PostgreSQL partitioning, logical replication and other Q&A about PostgreSQL Superpowers
Welcome to the new week!
Last Tuesday, I did a new version of the “PostgreSQL Superpowers” webinar, thanks to the invitation from the good folks at Particular. It’s available here:
Or check:
I’m happy with how it went, as looking at the number of questions, I managed to pique people's curiosity about this topic!
Curious enough, that I didn’t manage to cover all the questions during the webinar, which is why I decided to answer them today as part of my humble newsletter.
I encourage you to watch the recording, but to recap what I showed:
PostgreSQL is not only a rock-solid Open Source database, but also how rich the plugin ecosystem is, and how that impacts its success
native PostgreSQL partitioning for efficient data storage management,
How to compose plugins like Timescale for time series data, PostGIS for spatial data (GPS tracking, etc.).
In general, how can plugins cut the time needed to deliver essential features
Automate reporting with continuous aggregations without having to poll the database
Stream database changes in real time by using logical replication as a push-notification system
Detect issues as they happen, for example, spotting unusual fleet activity, without constant polling
All of that is based on the simple, but real-world app of tracking business trips and managing reporting and alerting around them.
Ok, let’s move into the questions that I didn’t manage to cover during the webinar.
Questions & Answers
Partitioning
Michał: How many partitions is too much partitions? talking about weekly partitions for ~10 years?

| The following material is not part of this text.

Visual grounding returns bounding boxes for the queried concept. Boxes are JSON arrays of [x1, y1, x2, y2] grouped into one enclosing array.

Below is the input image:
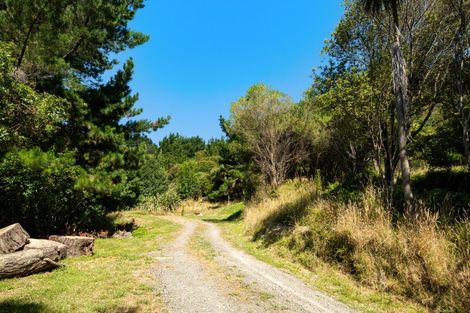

If we follow the example from our webinar, the trips table looks like this:
CREATE TABLE trips (
trip_time TIMESTAMPTZ NOT NULL,
vehicle_id INT NOT NULL,
driver_name VARCHAR(255) NOT NULL,
start_location TEXT NOT NULL,
end_location TEXT NOT NULL,
distance_kilometers NUMERIC(10,2) NOT NULL,
fuel_used_liters NUMERIC(10,2) NOT NULL,
PRIMARY KEY (trip_time, vehicle_id)
) PARTITION BY RANGE (trip_time);
-- setup partitions for year
DO $$DECLARE
month_start_date DATE := '2023-01-01';
month_end_date DATE := '2023-12-01';
BEGIN
WHILE month_start_date < month_end_date LOOP
EXECUTE format('
CREATE TABLE trips_%s PARTITION OF trips
FOR VALUES FROM (%L) TO (%L);',
TO_CHAR(month_start_date, 'YYYY_MM'),
month_start_date,
month_start_date + INTERVAL '1 month'
);
month_start_date := month_start_date + INTERVAL '1 month';
END LOOP;
END$$;
Then, if we partition it by time, we’d get in 10 years:
month - 120 partitions (12 * 10),
week - 520 partitions (52 * 10),
day - 3650 (365 * 1000).
Obviously, 520 and 3650 sound like potentially a lot and should raise our eyebrows. PostgreSQL can handle up to a few thousand partitions fairly well, provided that typical queries allow the query planner to prune all but a small number of partitions. But here's the catch - each partition requires its metadata to be loaded into the local memory of each session that touches it. See the nice research on how number of partitions can impact performance: Partitioning in Postgres and the risk of high partition counts.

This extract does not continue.